Shoppers can find comfort in the fact that the produce at the Lafayette Farmers Market will have been recently harvested from their part of town.
“This is not a faceless farmer,” Cordelli said, “This is the farm down the block.”
Trueheart and Cordelli are transitioning to Lafayette from Denver’s City Park Farmers Market. Since they live in Lafayette, not only will their commute be much shorter, but their food will travel much less of a distance to get into the hands of the consumer.
“One of the things we love so much about farming is bringing the community together, and a farmers market is such an easy way to do that,” Trueheart said.
The pair said their favorite thing about being at the farmers market is meeting neighbors and hearing what recipes shoppers have made from the produce they farmed.
Ashley Overstreet, a founder of the local bakery Daily Grains in Lafayette, said she is looking forward to having a large farmers market in the city again this year. She said that the impact of buying local is much more profound than buying bread from a grocery store chain.
“Besides using local and regional grains, we mill our own flour,” Overstreet said.
It’s common for Daily Grains bread to be made from freshly milled flour for customers to pick up shortly after baking. It’s easy to tell the bump in quality, she said, because of how fresh the bread is.
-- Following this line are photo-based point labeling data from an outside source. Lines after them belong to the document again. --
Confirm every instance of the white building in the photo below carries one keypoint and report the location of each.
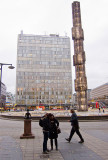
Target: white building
(43, 70)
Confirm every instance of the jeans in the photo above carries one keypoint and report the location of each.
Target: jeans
(45, 139)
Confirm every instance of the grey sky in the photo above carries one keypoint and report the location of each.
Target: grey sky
(55, 16)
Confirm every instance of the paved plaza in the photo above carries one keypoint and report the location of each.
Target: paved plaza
(95, 146)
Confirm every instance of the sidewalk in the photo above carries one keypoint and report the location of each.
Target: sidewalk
(13, 148)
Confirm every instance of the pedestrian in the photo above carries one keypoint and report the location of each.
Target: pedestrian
(53, 135)
(45, 123)
(75, 127)
(27, 115)
(99, 110)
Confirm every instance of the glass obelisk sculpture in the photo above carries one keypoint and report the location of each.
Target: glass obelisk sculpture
(79, 58)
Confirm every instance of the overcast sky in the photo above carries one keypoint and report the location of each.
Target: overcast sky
(55, 16)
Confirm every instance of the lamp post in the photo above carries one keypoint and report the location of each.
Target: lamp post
(10, 67)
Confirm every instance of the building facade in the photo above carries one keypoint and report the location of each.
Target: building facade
(10, 100)
(43, 74)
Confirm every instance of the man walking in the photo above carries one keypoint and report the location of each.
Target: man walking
(75, 127)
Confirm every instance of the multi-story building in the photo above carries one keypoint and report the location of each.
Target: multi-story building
(2, 96)
(43, 70)
(10, 100)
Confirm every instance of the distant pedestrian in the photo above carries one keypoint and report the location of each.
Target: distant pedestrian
(54, 124)
(75, 127)
(45, 123)
(28, 115)
(99, 110)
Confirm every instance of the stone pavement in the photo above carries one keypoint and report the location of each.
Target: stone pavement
(95, 146)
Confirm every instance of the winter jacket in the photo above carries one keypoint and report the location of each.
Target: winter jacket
(53, 128)
(74, 121)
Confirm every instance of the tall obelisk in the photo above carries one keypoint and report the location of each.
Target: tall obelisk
(79, 58)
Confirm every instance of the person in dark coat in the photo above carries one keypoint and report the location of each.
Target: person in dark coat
(75, 127)
(46, 126)
(54, 124)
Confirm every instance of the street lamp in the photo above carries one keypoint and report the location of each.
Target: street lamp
(10, 67)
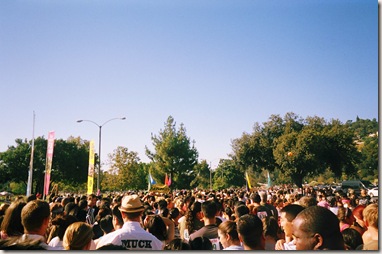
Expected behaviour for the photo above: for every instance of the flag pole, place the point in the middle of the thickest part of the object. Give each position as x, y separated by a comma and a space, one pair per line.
30, 183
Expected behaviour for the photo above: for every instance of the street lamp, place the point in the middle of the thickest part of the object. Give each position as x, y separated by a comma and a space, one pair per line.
99, 143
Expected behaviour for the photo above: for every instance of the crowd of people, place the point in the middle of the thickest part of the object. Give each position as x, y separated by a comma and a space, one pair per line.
230, 219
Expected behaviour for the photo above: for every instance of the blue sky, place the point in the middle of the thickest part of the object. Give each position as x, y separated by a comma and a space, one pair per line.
215, 66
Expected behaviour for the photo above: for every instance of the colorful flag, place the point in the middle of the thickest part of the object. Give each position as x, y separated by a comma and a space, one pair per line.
152, 181
166, 180
169, 181
269, 181
247, 177
91, 167
48, 165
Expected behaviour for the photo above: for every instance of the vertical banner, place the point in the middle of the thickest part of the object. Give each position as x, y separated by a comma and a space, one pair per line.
48, 164
91, 167
247, 177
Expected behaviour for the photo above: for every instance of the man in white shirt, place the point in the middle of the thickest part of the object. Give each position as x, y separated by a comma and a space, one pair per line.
131, 236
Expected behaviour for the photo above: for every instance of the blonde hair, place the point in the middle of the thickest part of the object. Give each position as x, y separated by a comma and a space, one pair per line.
370, 214
77, 236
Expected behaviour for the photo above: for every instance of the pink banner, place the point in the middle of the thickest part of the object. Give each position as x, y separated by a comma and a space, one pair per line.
48, 165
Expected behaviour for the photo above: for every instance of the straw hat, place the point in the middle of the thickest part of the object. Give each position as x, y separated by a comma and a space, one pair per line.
131, 204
Overstreet said going to farmers markets is not only a good way to build community, but she said it’s a sustainable way to get groceries, to learn about local happenings and to make new friends.
Brigid Keating, economic development director at Lafayette, also expressed her and city staff’s excitement about the return of a farmers market in the city, especially since organizers Margo and Peter Wanberg are Lafayette residents.
“We’re proud to partner with them to launch this growers-focused market and watch it thrive in downtown Lafayette,” Keating said.